無い物ねだり
「おっはよー、みんな!今日も元気ぃー?」
やたら明るい声が教室中に響き渡った。その声にビクッと体を震わせ入り口を見れば、日に焼けた黒い顔の男子が入ってきた。私はその顔に再びドキッとした。
 『新山一成』だ。
 掛け時計を見れば、八時二十七分。今日もほぼ予定通りの登校だ。
 サッカー部に所属している新山は、プレーにジャマにならないよう髪を短く切り、前髪を立てていた。少しタレ気味でくっきり二重の目は、笑うとさらにタレて人なつっこくなる。テンポの良いジョークを飛ばせば、私とさほど替わらない身長でガッチリした体がオーバーリアクションになり、側で見ているクラスメイトがドッと笑った。すると遠巻きに見ていたクラスメイトが『何だろう?』と寄ってくる。気が付けば、彼を中心に大きな人の輪ができていた。
 新山はいつも人の輪の中心にいて、みんなを大爆笑させていた。無口で無表情な私とは、正反対の人種だ。
(あんな風になれたらいいのに。クラスのみんなと、もっと仲良くなれるだろうに…)
思うと、彼を憎く思う前に、ちょっと悲しくなった。性格は簡単に直せないから。
 しかし新山と目が合った瞬間、悲しみが憎しみに変わった。思わず心のまま、ジロリとニラんだ。すると彼もニラみ返してきた。とたん、教室中の空気が張りつめた。誰も止めようとしない。早くも戦闘開始だ!
「はい、おはよう。ホームルーム始めるから自分の席について」
張りつめた空気を壊すかのように、聞き慣れた男性の声が教室中に響いた。
 午前八時三十分。コンコンをドアを二度ノックし担任が入ってきた。
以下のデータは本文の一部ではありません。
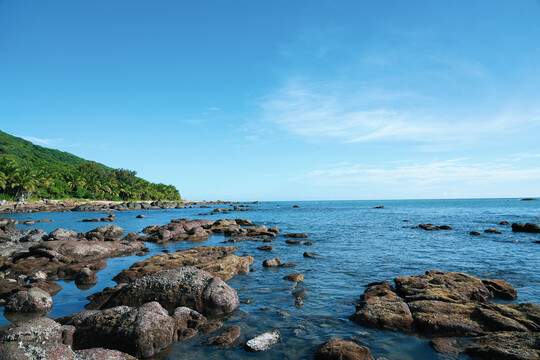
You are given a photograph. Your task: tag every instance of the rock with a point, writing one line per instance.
(86, 277)
(106, 232)
(187, 323)
(102, 354)
(217, 260)
(296, 235)
(141, 332)
(529, 228)
(33, 331)
(186, 286)
(381, 308)
(295, 277)
(32, 300)
(274, 262)
(294, 242)
(62, 235)
(506, 345)
(338, 349)
(445, 346)
(244, 222)
(263, 341)
(226, 338)
(34, 235)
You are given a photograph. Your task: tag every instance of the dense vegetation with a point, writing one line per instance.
(39, 172)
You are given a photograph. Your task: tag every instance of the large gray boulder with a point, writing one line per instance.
(187, 286)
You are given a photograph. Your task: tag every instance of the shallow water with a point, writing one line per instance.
(357, 245)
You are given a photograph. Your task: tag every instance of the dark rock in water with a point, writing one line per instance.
(295, 277)
(529, 228)
(141, 332)
(86, 277)
(106, 232)
(449, 304)
(105, 354)
(263, 341)
(506, 345)
(296, 235)
(274, 262)
(186, 286)
(217, 260)
(294, 242)
(226, 338)
(445, 346)
(337, 349)
(31, 300)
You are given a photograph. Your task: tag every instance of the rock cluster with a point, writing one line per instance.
(217, 260)
(451, 304)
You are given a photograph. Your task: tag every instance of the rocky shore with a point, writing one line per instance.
(175, 297)
(11, 207)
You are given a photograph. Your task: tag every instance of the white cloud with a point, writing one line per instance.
(349, 113)
(453, 171)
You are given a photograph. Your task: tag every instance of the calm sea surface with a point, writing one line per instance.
(357, 245)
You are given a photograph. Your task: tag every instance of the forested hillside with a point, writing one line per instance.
(39, 172)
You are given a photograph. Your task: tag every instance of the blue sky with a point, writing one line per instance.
(283, 100)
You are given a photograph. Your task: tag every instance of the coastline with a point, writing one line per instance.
(12, 207)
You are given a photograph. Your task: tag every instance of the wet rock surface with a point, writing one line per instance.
(186, 286)
(217, 260)
(451, 304)
(338, 349)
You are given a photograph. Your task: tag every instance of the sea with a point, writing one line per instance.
(355, 243)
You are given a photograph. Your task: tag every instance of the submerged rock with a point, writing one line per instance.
(263, 341)
(217, 260)
(450, 304)
(186, 286)
(338, 349)
(31, 300)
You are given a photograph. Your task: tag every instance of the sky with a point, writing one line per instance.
(283, 100)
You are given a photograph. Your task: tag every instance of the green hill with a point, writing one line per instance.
(39, 172)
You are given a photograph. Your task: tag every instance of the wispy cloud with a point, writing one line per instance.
(432, 173)
(350, 113)
(41, 141)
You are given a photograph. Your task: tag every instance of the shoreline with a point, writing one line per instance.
(12, 207)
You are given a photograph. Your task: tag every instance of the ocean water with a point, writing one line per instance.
(357, 244)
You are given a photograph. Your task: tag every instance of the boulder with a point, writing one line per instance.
(186, 286)
(106, 232)
(338, 349)
(226, 338)
(217, 260)
(263, 341)
(142, 332)
(31, 300)
(274, 262)
(529, 228)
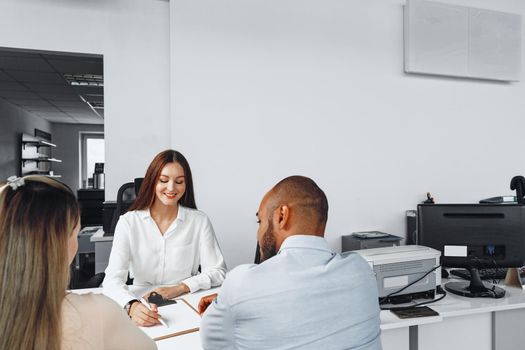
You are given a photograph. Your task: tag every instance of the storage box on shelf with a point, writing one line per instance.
(36, 157)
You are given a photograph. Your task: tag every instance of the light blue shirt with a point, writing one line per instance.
(306, 297)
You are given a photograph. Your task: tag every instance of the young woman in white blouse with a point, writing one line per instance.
(163, 240)
(39, 224)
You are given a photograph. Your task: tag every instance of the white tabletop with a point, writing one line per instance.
(99, 237)
(451, 306)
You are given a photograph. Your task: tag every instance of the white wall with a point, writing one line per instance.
(133, 37)
(263, 89)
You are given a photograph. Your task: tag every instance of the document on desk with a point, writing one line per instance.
(181, 318)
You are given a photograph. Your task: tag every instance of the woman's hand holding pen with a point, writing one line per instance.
(205, 302)
(171, 292)
(142, 316)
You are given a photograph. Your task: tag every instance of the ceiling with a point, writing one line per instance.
(36, 82)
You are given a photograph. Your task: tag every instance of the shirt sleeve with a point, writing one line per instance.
(119, 260)
(213, 267)
(119, 330)
(216, 329)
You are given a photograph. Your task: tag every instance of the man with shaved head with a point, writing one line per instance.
(302, 295)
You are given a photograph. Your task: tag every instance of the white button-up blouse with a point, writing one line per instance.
(155, 259)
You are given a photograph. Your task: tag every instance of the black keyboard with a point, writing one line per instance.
(485, 274)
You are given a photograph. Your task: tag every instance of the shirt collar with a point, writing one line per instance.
(305, 241)
(181, 215)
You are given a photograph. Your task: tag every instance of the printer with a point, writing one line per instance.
(398, 266)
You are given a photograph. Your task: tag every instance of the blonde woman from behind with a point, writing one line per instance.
(39, 224)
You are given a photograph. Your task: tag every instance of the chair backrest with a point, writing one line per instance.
(257, 259)
(125, 197)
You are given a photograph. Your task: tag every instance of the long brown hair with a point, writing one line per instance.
(36, 221)
(146, 195)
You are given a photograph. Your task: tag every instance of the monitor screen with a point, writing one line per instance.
(474, 236)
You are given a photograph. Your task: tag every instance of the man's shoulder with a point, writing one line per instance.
(241, 280)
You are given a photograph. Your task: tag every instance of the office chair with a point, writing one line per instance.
(257, 259)
(125, 197)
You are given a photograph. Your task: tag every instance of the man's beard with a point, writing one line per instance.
(268, 244)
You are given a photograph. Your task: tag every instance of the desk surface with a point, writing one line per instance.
(99, 237)
(451, 306)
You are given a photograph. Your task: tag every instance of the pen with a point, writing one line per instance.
(145, 303)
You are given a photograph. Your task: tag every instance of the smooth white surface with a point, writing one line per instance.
(457, 315)
(462, 41)
(99, 237)
(133, 37)
(462, 332)
(266, 89)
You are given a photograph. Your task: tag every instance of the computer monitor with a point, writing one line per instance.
(474, 236)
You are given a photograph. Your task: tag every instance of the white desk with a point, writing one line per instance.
(463, 323)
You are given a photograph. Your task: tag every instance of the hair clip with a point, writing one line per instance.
(15, 182)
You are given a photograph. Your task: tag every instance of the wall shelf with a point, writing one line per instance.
(36, 158)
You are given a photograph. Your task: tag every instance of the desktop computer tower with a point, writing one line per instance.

いかにも先生らしく、落ち着いた髪型をして、白い半袖のワイシャツに、グレー色のズボンを履いている。威厳に満ちた姿に、クラスメイトは蜘蛛の子を散らすよう自分の席へ戻った。新山も視線をそらすと、ゆっくりと自分の席へ行き椅子の後ろに立った。
 私は彼の背中をじっと見た。まだ油断できない。いつ攻撃をしかけられるかわらない。周りにいるクラスメイトは、固唾を飲んで様子をうかがっている。いつもこのあたりから再び戦いが始まるからだ。